Sesudah berusaha sambil menahan rasa sakit di sekujur tubuhnya, Satrio pun berhasil mencapai air sungai lalu segera menghilangkan rasa hausnya. Namun dengan kondisi fisiknya yang buruk, remaja laki-laki itu tidak sanggup memancing ikan untuk mengisi perutnya yang sudah sangat lapar.
Tanpa diduga-duga, tubuh Satrio tiba-tiba terlempar di tengah sungai yang membuat bocah laki-laki tersebut kaget dan geragapan karena tidak ada persiapan, sehingga badannya yang sedang sakit itu sempat terbenam di air sungai selama beberapa detik.
Untungnya saat itu adalah musim kemarau dan arus sungainya tidak terlalu deras sehingga tubuh Satrio tidak tenggelam atau terbawa arus.

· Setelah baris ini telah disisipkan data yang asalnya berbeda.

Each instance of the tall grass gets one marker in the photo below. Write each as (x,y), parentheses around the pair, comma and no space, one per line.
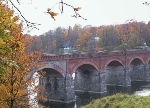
(120,101)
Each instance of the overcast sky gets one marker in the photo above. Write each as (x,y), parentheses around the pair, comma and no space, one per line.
(97,13)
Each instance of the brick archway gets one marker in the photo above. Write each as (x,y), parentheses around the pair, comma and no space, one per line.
(136,57)
(80,63)
(55,67)
(113,59)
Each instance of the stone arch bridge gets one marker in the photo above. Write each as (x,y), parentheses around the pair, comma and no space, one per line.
(93,72)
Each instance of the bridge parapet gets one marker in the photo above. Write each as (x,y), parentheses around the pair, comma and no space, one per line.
(49,57)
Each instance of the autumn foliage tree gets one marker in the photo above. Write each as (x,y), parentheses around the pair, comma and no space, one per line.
(16,63)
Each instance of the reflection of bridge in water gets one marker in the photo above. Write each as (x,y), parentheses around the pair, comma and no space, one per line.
(93,72)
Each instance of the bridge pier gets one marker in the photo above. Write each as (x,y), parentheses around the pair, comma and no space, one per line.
(90,81)
(138,72)
(147,71)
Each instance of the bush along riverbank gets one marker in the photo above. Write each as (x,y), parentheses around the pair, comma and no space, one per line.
(120,101)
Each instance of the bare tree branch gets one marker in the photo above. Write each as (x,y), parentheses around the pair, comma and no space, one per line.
(28,23)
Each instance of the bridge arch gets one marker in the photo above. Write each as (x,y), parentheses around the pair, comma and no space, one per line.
(85,62)
(116,61)
(54,68)
(137,58)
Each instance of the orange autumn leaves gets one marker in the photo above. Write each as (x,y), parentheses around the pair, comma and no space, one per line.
(53,14)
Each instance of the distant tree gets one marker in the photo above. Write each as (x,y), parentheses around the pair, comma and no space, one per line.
(17,63)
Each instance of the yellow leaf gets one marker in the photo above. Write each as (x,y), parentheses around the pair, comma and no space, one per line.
(52,14)
(77,9)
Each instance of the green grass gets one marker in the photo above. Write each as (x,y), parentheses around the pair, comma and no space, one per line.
(120,101)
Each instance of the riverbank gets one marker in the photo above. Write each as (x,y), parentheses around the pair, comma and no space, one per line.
(120,101)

"Ha ha ha ha ha! Bagaimana? Seger kan rasanya?" ejek si gendruwo setelah menampakkan wujudnya. Rupanya makhluk itulah yang sudah menendang Satrio hingga tercebur ke tengah sungai.
"Perutmu lapar? Makanya jadi laki-laki jangan mlempem!" bukannya menolong, si gendruwo malah menghina seperti biasanya.

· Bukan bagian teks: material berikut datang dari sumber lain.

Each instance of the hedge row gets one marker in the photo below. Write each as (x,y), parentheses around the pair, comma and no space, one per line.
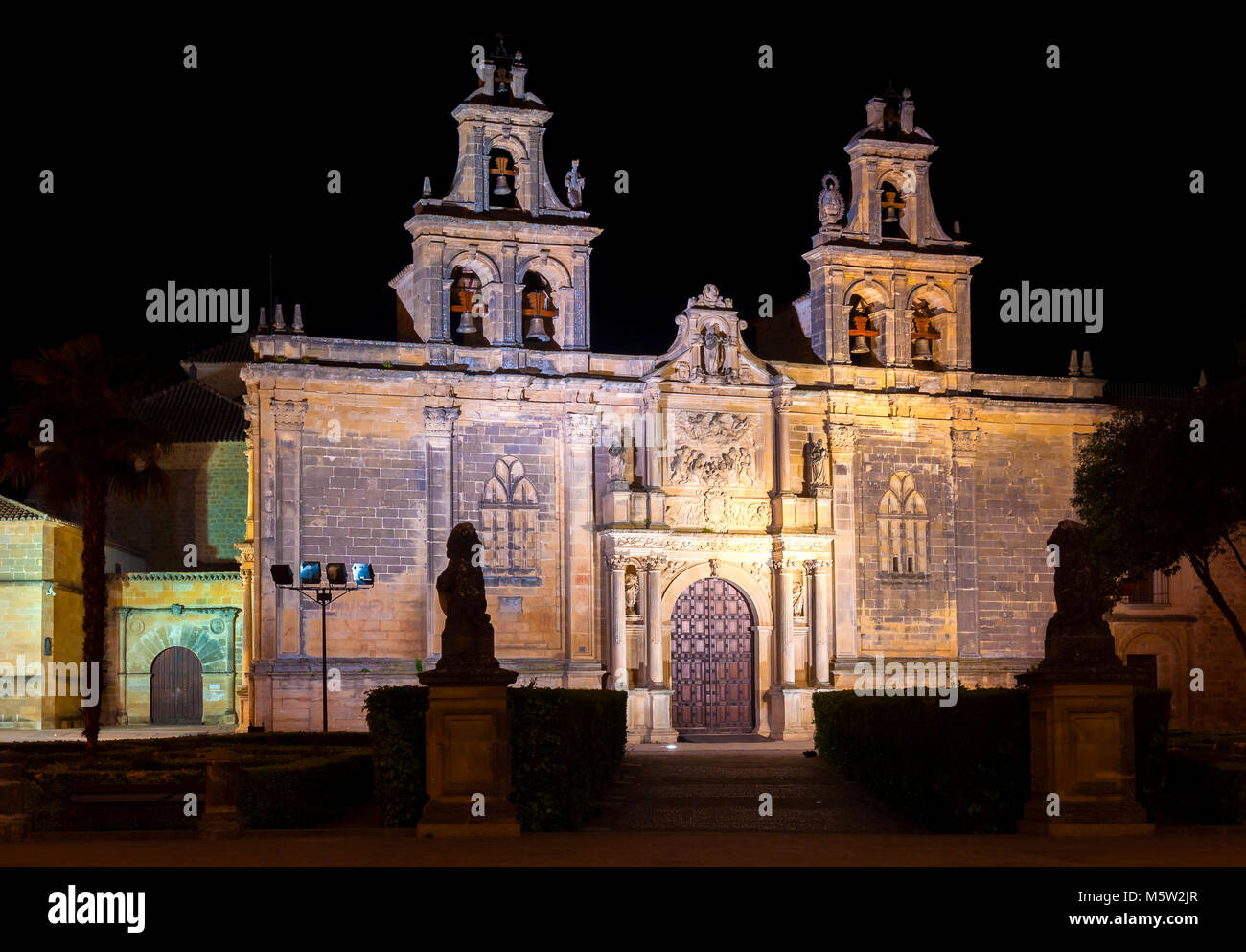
(963,768)
(565,747)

Mendapat perlakuan seperti itu dari makhluk berbulu hitam tersebut, Satrio hanya pasrah, tidak berani komplain atau berkomentar. Baru saja kondisi tubuhnya sedikit mendingan, untuk kesekian kalinya dia mendapat siksaan lagi yang tidak tahu apa tujuannya dan sampai kapan akan berakhir.
Dengan sisa kekuatannya, remaja laki-laki itu berusaha untuk beranjak dari tengah sungai menuju ke pinggiran diiringi seringaian kesal si gendruwo.

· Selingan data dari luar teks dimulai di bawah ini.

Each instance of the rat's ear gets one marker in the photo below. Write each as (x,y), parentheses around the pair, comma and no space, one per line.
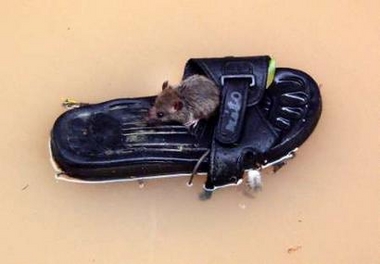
(165,85)
(178,105)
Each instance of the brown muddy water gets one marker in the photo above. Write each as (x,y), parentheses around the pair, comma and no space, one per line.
(323,207)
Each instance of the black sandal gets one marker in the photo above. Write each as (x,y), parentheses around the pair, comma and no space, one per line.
(265,115)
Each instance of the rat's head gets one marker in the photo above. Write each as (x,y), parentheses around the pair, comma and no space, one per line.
(168,106)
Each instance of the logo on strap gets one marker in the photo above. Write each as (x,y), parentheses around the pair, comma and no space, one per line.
(232,110)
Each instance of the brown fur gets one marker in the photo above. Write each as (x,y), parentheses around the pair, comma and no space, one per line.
(194,98)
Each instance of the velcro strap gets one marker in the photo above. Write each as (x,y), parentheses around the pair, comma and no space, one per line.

"Kamu masih punya tanggungan untuk menjelajahi hutan ini. Kalau kamu seperti ini terus, sampai kapan kamu akan ada kemajuan?" ucap makhluk berbulu hitam tersebut.
"Saya sedang sakit, Mbah... Untuk bergerak saja, badan rasanya sakit...," Satrio mengharapkan pengertian si gendruwo.
"Kenapa sih kamu mesti masuk hutan ini?! Merepotkan aku saja!" dengus makhluk berbulu hitam tersebut.
"Kalau saya memang merepotkan, maukah Mbah mengeluarkan saya dari hutan ini?" timpal bocah laki-laki itu.
"Kalau kamu ingin keluar dari hutan ini, trus kamu ingin tinggal dimana ha?! Kamu mau ditangkap dan disiksa oleh warga desamu?!" ketus si gendruwo yang tak berapa lama melangkah menuju ke sungai lalu menangkap beberapa ekor ikan dengan menggunakan ilmu mistisnya yang kemudian dilemparkannya di dekat Satrio.
"Bakar sendiri!"
Setelah berkata demikian, makhluk berbulu hitam itu pun menghilang dari pandangan, meninggalkan Satrio yang tubuhnya tampak basah kuyup dan menggigil kedinginan.
Sambil menahan rasa nelangsa di hatinya, remaja laki-laki tersebut memaksa badannya untuk mencari kayu bakar dan dedaunan kering sekalipun harus dengan merangkak.
Sesudah berjuang selama hampir 2 jam, Satrio berhasil mengumpulkan kayu bakar dan dedaunan kering yang cukup untuk membakar ikan hasil tangkapan si gendruwo.